Camp Venture

The Venture organization is a not-for-profit provider for habilitative services and family-like care to the developmentally disabled of Rockland County, New York, committed to establishing for those in its care a quality of life, wealth of opportunity and choice, warmth of concern and potential for growth equal to that available to their non-retarded peers in this suburban community.

Venture is, moreover, an advocate for their rights, liberties and opportunities of all developmentally disabled persons in society, a champion of their right to be valued and dignified in the community, and a protagonist for their liberation from the cultural prejudice that limits full acceptance of their birthright as Americans.

A Legacy of Caring

With the creation of the Exceptional Child Parent-Teacher Association in 1968, parents of the retarded and disabled in Rockland County began to unite as advocates of their children and to explore ways to develop a life course for their special children that matched that which normal children enjoyed.

Elected President of the PTA, Kathleen Lukens began to organize resources from Rockland’s towns, businesses, and private citizens to establish a day camp for the county’s handicapped youngsters. With the aid of then-state assemblyman Eugene Levy, Lukens and a handful of other courageous parents gathered 85 children and launched Camp Venture at Clark Center in the Town of Ramapo in 1969. After spending its second year at the Rosary Academy in Sparkill, Camp Venture settled in to its present headquarters just north of Letchworth Village in Stony Point in 1971.

During the construction of the summer camp, Venture’s staffers became familiar with many of the residents of Letchworth Village, a state facility for the mentally ill and handicapped which had suffered greatly because of a hiring freeze imposed by then-NY Governor Nelson Rockefeller. Lukens, who had been appointed by Rockefeller as a consumer advocate for his Committee for Children, publicly denounced the deplorable conditions at Letchworth and called on the governor to address the situation immediately.

While reform at Letchworth and other state institutions slowly began to take place, Camp Venture’s small band of parents saw their mission expand to include not just their own children, but the welfare of all mentally impaired people in the county.

In 1976, with the combined fundraising efforts of Lukens and Tappan resident and local political activist John Murphy, 21 adults were able to move in to Venture Inn, the first home for the mentally retarded and disabled in Rockland County.

Two years later saw the opening of Venture West, a second group home for 14 adults in Monsey, and establishment of Venture’s Workshop, a day program designed to teach employment skills to mentally impaired adults. Two more group homes opened in 1979 and 1980, and in 1981, the Venture Voice, a newspaper devoted to the disabled, was born.

Since then, Camp Venture made great strides in improving the quality of life of the developmentally disabled. Venture’s Center for Learning day treatment program for the severely impaired was established in 1989, and Venture’s doll made for and by the disabled, Dolly Downs, was introduced to the world in 1992 and appeared on national television and several renowned publications, including the New York Times

Venture has also built four beautiful pools for the individuals we serve, as well as the Kathleen Lukens Living Center, a new independent living center for adults with developmental disabilities in Sparkill.

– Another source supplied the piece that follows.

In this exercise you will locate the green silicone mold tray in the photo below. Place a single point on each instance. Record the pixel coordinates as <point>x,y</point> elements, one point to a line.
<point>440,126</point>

Venture’s “Pond of the 200,000″ is a memorial honoring the people with physical and mental disabilities put to death by the Nazis during World War II. Dedicated at a ceremony presided over by Cardinal John O’Connor, the Pond is not only a remembrance of those who died, but a somber reinforcement of the Venture family’s pledge to vigilantly guard the future of the disabled.

And as evidence of Venture’s desire to provide a continuum of care for all those we serve, we’ve recently added a new wing to the agency’s first residence, Venture Inn. This addition houses a first-of-its-kind Alzheimer’s Unit, providing a warm and supportive environment for members of the Venture family who are now struggling with this devastating disease.

Venture continues to look to the families of people with developmental disabilities in Rockland County, striving to develop new and innovative programs and approaches to address the unmet needs of our neighbors with mental retardation.